Последнее время лица не рады,
Догадываются подлецы, что яды,
Которые я припрятал в сортире
В коробке с лицом номер четыре,
Были куплены для лечения
Редкой болезни лицетворения. 
Троица не признается, что ранее
Распространяла опасные знания,
Что силами этого просветительства
На трон взгромоздилась императрица
Ее величество матушка скорбь,
Что у неё отвратительный горб
И замашки портовой бляди,
Которую бьют и любят не глядя. 

II.

На каждом лице есть по два глаза
Для наблюдения за женским оргазмом. 
Эти глаза направляют рассудок
В единственный правильный промежуток,
Но всякое поползновение нежности
Сопровождается яростным скрежетом,
Размышлениями о пене,
О мыльном вареве повседневного. 
А не послать ли всё это нахер? 
Кто я такой в конце концов? Пахарь?
Хочу укатить куда-нибудь в лес,
Где мирно гуляют ангел и бес
И до вавилонского столпотворения
Тысячелетия два, не менее. 

III.
Но хватит фантазий.

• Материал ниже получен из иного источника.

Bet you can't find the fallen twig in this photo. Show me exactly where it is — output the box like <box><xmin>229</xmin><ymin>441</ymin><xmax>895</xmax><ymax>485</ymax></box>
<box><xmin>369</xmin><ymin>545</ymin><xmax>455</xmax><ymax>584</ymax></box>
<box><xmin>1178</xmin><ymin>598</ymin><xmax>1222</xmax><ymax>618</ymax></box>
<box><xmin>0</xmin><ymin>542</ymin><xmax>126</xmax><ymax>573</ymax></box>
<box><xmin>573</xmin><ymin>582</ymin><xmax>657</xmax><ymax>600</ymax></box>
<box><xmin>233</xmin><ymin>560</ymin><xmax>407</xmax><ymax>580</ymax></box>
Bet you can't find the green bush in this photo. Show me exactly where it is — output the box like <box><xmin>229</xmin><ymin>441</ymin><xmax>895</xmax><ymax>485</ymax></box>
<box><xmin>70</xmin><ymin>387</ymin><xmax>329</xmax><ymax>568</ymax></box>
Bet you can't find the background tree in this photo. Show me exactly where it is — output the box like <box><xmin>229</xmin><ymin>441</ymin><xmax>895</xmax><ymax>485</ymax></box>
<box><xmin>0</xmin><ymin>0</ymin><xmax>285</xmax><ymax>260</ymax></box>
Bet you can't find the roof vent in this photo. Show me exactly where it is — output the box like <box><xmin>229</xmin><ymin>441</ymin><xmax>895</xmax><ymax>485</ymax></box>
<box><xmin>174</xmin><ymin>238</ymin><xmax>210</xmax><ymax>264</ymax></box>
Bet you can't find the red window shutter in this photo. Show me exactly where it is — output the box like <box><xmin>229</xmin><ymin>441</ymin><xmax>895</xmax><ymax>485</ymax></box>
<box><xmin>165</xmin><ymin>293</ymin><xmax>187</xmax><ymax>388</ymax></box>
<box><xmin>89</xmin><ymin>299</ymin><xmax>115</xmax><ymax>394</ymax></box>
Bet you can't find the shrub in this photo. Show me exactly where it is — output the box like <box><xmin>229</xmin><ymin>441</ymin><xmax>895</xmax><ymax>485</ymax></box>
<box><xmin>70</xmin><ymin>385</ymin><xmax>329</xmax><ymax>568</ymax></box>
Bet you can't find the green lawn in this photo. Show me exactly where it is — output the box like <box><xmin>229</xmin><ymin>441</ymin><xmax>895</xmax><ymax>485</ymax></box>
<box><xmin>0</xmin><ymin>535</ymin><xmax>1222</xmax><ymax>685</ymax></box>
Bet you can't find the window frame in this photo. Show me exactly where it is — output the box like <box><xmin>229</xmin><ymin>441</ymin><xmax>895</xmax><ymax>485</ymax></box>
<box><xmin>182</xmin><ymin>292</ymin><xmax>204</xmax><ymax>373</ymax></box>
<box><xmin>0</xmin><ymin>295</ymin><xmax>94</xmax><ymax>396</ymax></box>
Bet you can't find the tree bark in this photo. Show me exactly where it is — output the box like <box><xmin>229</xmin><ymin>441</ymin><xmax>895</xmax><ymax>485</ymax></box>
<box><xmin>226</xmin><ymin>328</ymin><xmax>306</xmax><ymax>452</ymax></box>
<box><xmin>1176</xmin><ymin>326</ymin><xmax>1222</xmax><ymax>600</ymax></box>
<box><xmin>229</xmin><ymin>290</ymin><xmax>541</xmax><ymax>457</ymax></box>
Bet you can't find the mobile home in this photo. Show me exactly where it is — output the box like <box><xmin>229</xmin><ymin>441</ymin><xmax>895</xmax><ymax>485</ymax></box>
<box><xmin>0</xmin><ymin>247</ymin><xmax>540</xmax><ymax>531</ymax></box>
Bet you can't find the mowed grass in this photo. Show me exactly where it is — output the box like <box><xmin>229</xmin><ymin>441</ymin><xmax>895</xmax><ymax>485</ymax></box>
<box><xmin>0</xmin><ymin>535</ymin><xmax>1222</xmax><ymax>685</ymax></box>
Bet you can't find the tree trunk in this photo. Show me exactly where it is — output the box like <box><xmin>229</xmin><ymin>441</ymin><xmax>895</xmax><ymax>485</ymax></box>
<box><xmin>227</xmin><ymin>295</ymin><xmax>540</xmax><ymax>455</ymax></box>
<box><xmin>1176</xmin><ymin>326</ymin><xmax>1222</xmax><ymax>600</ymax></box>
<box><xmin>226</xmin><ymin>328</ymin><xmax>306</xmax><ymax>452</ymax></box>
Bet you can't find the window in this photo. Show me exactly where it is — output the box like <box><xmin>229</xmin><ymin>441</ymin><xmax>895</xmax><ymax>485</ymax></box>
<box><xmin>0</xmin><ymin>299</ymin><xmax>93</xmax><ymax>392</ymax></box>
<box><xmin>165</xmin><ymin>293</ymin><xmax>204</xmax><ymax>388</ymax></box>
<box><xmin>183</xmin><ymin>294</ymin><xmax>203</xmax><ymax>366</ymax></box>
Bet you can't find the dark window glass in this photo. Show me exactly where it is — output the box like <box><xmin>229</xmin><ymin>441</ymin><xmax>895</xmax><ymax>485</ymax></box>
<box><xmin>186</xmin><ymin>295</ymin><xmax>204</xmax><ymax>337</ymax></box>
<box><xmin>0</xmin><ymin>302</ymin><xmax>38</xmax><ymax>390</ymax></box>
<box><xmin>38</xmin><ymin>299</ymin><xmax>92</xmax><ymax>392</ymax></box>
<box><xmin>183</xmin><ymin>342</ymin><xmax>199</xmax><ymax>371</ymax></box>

Дальше о лицах.
С лицами я колесил по столицам,
Стыдно признаться, с целью наживы
Предоставлял их для дачи лживых
Чертовски запутанных показаний. 
В зале судебного заседания
Был установлен игорный стол
Судья с беспристрастием съел протокол,
И удалился. На грязном сукне
Осталась записка "Аbsit omen!
Стол расположен возле камина,
Возможно это явилось причиной,
Того что я трижды взял на зеро.
Рулетка рассохлась, проверьте стол."

IV. 

С тех пор мне снятся только кошмары!
Каждую ночь у меня растут жабры, 
Я задыхаюсь от чистого воздуха
И наконец признаю себя полностью
Неэффективным, пропавшим без вести,
Схожу с ума, стреляюсь на месте,
И тут же в страхе запачкать ковер
Голым выскакиваю на двор,
Вращаю глазами, ору на вахтера,
Произвожу калибровку приборов
Для перелетов в ночное время.
Теперь я извозчик и с нетерпением
Жду появления пассажира.
Да вон он идёт. Номер четыре!

V.

Это таинственный номер четыре,
Лицо расписавшееся в бессилии!
Честно признаться, он страшная гнида,
Некая форма гермафродита,
Несущий в себе оба начала,
Готовый отправить любые сигналы
От сигнала о бедствии SOS 
До предложения целоваться в засос
С другими двуполыми субъектами. 
Нет уж! В темноте, задевая ветки,
Решительно захожу на посадку
Кидаю его в самую свалку,
В самую гущу дрожащих тел. 
Затем улетаю. На этот раз цел. 


Но остается еще три лица,
Неистребимые три подлеца,
Впрочем лиц не три, а четыре,
Просто четвертое расписалось в бессилии.